Research findings are already being put to work in the form of culturally sensitive support programs for organizations that work with breast cancer survivors. The programs include retreats, support groups and advocacy tools.
Aviv says the research is being used to bring together survivors, activists, and medical practitioners in the field to network, exchange information and support one another.
“That’s something that rarely happens in the world of breast cancer,” she says.
Last year, 44 breast cancer survivors and 20 clinicians, researchers and advocates met to discuss environmental health, sexuality, exercise, nutrition, spirituality and psychosocial needs. Another retreat is slated for June 27–30 in Foster City, Calif.
The group has published several articles and abstracts and presented at 15 international and national conferences.
Grace Yoo, associate professor of Asian American studies at San Francisco State University, says Aviv brought “clarity and vision” to the project. “As a qualitative sociologist, she has helped us pursue questions that we might not have examined, questions around sexuality, class and race, but also examining the work that women do that is often unrecognized — how they hold their family and friendships together even when they are experiencing a crisis like breast cancer.”

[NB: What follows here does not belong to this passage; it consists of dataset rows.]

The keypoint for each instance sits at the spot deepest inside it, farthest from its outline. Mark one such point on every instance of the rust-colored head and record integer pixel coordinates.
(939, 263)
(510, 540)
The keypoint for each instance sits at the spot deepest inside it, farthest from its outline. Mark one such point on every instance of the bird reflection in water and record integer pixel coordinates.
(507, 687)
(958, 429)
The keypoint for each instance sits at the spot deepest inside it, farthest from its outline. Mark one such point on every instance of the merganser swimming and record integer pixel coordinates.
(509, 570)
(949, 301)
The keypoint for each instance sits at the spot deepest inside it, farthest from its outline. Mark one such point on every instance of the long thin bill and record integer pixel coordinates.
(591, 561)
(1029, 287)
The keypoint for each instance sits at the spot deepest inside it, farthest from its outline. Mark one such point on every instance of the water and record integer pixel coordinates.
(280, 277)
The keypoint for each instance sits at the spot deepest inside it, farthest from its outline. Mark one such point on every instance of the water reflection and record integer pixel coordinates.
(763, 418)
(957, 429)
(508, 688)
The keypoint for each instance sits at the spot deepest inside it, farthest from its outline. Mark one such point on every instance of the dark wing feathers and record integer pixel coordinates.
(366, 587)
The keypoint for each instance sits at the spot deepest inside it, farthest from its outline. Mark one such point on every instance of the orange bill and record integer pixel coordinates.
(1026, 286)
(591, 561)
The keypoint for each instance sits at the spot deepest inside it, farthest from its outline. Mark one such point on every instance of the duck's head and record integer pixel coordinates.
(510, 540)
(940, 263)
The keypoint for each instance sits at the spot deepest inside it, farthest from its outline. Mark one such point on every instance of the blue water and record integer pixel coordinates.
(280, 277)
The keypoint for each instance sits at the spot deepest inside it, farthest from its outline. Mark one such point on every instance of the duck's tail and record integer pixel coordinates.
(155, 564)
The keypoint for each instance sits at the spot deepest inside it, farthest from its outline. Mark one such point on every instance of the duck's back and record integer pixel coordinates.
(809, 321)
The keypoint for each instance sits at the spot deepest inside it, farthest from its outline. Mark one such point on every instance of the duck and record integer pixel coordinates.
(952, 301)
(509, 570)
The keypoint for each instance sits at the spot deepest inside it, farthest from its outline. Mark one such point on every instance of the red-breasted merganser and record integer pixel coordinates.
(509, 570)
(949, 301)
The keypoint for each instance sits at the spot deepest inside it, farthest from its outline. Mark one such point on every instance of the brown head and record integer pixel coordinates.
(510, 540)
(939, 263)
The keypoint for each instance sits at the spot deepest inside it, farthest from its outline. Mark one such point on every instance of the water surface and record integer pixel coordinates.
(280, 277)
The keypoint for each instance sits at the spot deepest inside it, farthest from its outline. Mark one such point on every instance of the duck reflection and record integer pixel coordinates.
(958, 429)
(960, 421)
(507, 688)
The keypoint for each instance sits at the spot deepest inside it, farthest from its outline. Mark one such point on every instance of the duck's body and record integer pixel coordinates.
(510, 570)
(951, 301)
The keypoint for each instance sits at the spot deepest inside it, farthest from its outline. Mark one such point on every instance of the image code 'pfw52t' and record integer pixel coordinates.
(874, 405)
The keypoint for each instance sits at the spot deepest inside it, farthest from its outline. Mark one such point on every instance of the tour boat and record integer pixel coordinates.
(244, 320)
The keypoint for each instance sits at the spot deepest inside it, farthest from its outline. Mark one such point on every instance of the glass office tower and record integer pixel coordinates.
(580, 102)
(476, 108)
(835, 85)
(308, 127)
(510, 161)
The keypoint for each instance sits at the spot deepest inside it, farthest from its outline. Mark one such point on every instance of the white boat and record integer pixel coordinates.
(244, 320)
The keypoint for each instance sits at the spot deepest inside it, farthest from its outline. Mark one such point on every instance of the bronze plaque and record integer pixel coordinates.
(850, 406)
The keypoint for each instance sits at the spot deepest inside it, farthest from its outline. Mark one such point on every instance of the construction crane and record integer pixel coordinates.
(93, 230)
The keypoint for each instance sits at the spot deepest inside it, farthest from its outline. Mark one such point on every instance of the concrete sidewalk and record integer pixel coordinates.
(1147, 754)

Aviv says she became interested in breast cancer and the sociology of women’s health in 1999. She began working at the University of California, San Francisco Breast Care Center. There, her work helped prepare patients to make better decisions about treatment and find complementary care such as support groups and acupuncture.
“That sparked an interest in me in how women not only move on with their lives and survive, but also how they can thrive after the experience,” Aviv says.
Aviv’s work on breast cancer is concluding with this project and she is now studying modern Jewish identities and cultures along with American Jewish involvement in Israeli-Palestinian conflict reconciliation.